Quantcast
Channel: In-Spirited Travel Log
Viewing all articles
Browse latest Browse all 47

Why Not Live Our Whole Life as a Dance?

$
0
0

SAMSUNGJOY!  SMILES!  DANCING!  Advent (and LIFE!) practices!

This year I have been reading a number of ancillary works on Therese of Lisieux, my ‘confirmation saint’ and one of my (thank God, many!) familiar companions within the communion of saints.  As I finished one of these texts today, I came across an excerpt of a song that I wanted to share with you all, as Advent’s O Antiphons draw us daily closer to the celebration of the mystery of the Incarnation.
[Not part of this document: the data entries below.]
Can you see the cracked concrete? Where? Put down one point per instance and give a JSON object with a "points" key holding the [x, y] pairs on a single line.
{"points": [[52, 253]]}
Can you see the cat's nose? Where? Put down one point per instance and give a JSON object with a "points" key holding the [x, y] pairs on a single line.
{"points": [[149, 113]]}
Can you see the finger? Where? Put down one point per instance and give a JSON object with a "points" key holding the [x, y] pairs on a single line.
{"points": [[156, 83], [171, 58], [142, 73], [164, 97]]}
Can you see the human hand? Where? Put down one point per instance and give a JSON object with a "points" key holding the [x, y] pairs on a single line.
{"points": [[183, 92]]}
Joy, rooted in utter confidence in God’s mercy and love, was for Therese a way of expressing her love of God.  She invited the novices she mentored to PRACTICE SMILING.  This joy of which Therese spoke was not for her – or for her novices, or us – the absence of suffering or the presence of comfort and consolation. It is a way of making concrete our gratitude for God’s tenderness with us and for us, and God’s entering into everyday companionship with us.  It is a way of making concrete – literally – with our faces – our trust (or desire to trust) the Abba that the Babe of Bethlehem will tell us about and connect us with in wondrous ways.  It is a “Gloria in Excelsis Deo” sung in the very everydayness of each of our lives – from laundry and dishes to errands and bill paying, from creative work to doldrum must-dos, from loving and caring to weeping and mourning.

In a time when we hear of Laughter Yoga meetings and the great value of humor and lightheartedness for our health, it strikes me that this young Carmelite friend tutors us to live this in a very grounded way.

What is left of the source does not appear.